Uma sala inteira é dedicada à sua obra mais célebre, “As Irmãs Brown”, na qual registrou, uma vez por ano e sempre na mesma posição, sua mulher, Bebe, e as três irmãs dela, entre 1975 e 2018, evidenciando a passagem do tempo nos rostos.

Há também uma série de casais se beijando, em momentos íntimos, e closes de partes do corpo, como peitos masculinos e o pescoço do fotógrafo, onde se vê sua barba com nitidez impressionante, graças ao uso do negativo em grande formato.

Nixon, que já teve sua obra mostrada nos principais museus do mundo, afirma adorar o corpo e conta que era a favor de que seus estudantes fotografassem uns aos outros nus, se quisessem. Também instigava os alunos a serem corajosos e se arriscarem, já que as imagens mais interessantes vêm de um lugar desconhecido, diz. “Minhas aulas tinham as melhores fotografias.”

Embora debater sobre os genitais seja comum em cursos de artes plásticas, assim como modelos posarem nus para serem pintados ou retratados, Nixon afirma ter errado ao tratar os universitários como jovens fotógrafos maiores de idade, e não estudantes. “Forcei demais a barra com algumas mulheres, eu sei disso agora, e sinto muito.”

Durante a apuração da reportagem do Boston Globe, o fotógrafo decidiu se aposentar de seu cargo de professor. Na mesma época, a MassArt anunciou a abertura de uma investigação à luz de uma lei federal de 1972, que engloba assédio sexual e proíbe a discriminação de gênero. Questionada sobre o andamento do caso, a universidade não se manifestou.

A exposição em São Paulo é feita a partir do acervo da Fundación Mapfre, em Barcelona.

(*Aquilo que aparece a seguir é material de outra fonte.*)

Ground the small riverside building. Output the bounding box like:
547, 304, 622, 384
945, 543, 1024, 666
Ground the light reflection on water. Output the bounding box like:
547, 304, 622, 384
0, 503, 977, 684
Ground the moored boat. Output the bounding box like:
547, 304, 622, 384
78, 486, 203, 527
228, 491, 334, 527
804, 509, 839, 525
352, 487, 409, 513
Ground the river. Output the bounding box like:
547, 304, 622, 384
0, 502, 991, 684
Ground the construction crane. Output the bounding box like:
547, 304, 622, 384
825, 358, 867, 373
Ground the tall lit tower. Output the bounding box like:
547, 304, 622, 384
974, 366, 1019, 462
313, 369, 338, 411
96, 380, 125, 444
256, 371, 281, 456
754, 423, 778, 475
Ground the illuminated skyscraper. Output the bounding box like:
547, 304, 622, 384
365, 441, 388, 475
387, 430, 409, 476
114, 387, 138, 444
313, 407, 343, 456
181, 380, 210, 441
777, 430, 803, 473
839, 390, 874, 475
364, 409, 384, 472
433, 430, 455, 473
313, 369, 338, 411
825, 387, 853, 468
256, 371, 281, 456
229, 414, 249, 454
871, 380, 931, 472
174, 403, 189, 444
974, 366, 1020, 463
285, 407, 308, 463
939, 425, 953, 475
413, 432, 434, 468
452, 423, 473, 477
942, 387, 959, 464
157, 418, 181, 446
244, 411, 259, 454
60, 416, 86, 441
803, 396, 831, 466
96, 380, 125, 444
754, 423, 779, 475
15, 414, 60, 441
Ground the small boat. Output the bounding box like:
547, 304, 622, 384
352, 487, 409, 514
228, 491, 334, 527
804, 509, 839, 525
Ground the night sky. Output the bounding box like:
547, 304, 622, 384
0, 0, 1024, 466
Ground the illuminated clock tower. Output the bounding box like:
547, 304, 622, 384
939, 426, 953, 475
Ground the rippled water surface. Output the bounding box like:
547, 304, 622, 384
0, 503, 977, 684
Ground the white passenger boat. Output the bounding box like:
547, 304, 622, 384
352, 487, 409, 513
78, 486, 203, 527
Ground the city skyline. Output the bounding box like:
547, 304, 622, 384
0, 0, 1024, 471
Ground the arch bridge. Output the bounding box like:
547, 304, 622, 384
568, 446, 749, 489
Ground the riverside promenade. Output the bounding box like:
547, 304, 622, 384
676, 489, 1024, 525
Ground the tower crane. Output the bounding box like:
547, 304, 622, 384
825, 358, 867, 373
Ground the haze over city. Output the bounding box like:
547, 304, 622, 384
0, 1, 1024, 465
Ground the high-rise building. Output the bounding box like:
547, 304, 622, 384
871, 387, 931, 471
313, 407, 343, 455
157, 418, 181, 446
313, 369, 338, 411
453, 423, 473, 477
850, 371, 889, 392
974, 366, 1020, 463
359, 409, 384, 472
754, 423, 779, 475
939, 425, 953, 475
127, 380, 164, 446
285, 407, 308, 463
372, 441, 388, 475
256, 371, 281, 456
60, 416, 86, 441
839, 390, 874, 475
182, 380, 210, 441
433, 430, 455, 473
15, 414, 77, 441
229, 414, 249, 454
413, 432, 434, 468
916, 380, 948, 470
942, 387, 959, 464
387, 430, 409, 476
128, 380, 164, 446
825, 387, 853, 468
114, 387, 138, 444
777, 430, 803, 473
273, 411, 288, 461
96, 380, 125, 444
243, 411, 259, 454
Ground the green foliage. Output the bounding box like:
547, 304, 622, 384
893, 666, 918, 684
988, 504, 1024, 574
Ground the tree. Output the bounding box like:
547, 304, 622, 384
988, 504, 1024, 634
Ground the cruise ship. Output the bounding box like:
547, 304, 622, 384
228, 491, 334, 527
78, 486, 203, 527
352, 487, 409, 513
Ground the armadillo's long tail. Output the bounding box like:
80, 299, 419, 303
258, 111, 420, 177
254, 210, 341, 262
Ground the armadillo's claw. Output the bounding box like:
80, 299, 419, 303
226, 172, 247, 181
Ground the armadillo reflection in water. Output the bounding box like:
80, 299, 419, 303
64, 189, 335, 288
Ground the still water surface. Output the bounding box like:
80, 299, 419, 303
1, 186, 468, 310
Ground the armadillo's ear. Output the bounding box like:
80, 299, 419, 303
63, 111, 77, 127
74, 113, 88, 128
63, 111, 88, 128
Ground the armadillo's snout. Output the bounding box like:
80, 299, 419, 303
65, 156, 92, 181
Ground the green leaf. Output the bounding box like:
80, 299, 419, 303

O Tomie Ohtake afirma, por meio de sua assessoria, que avaliou as acusações publicadas pelo Boston Globe e que estas se referem ao trabalho de Nixon como professor e, “por não haver desdobramentos formais posteriores, qualquer juízo seria antecipado”.

Além disso, “não houve nenhuma acusação sobre o modo como as fotografias em exposição foram produzidas, muitas delas resultantes de acordos éticos e humanos delicados”, diz a instituição. Por fim, ressalta que a mesma mostra foi exibida na galeria C/O, de Berlim, depois de Boston, e que as imagens seguirão de São Paulo para a House of Photography, em Budapeste, e então para a Fundación Mapfre.

A vida do fotógrafo mudou muito depois da reportagem. Ele passou a ser tachado de pervertido, afirma, e a se sentir rejeitado. Por outro lado, acrescenta que o episódio o deixou mais humilde e fez dele um melhor marido e pai.

Na era do movimento MeToo, acusações contra grandes nomes da arte pautam a sociedade civil e os museus, e o resultado extremo pode ser o cancelamento de artistas com décadas de carreira. O francês Claude Lévêque, por exemplo, conhecido por suas instalações em néon, passa por um processo de apagamento depois de ser acusado de abusar sexualmente de menores de 15 anos, numa reportagem no jornal Le Monde.

Duas regiões na Grande Paris decidiram, no fim de janeiro, remover trabalhos públicos seus, e um museu em Genebra anunciou que não mostrará mais a sua obra. Outras instituições, incluindo a Opéra Garnier, que exibe um controverso par de pneus de ouro do artista, ainda não revelaram o que farão. Lévêque nega as acusações.

Em Nova York, o MoMA —que abrigou uma das primeiras mostras de Nixon, em 1976— também está numa saia justa. Curadores e artistas encamparam há poucos dias uma grita pedindo a saída de Leon Black do conselho do museu.

Segundo o New York Times, o bilionário pagou US$ 158 milhões, ou cerca de R$ 865 milhões, para Jeffrey Epstein, um ricaço acusado de tráfico sexual de menores que se suicidou na cadeia em 2019. O museu ainda não se manifestou.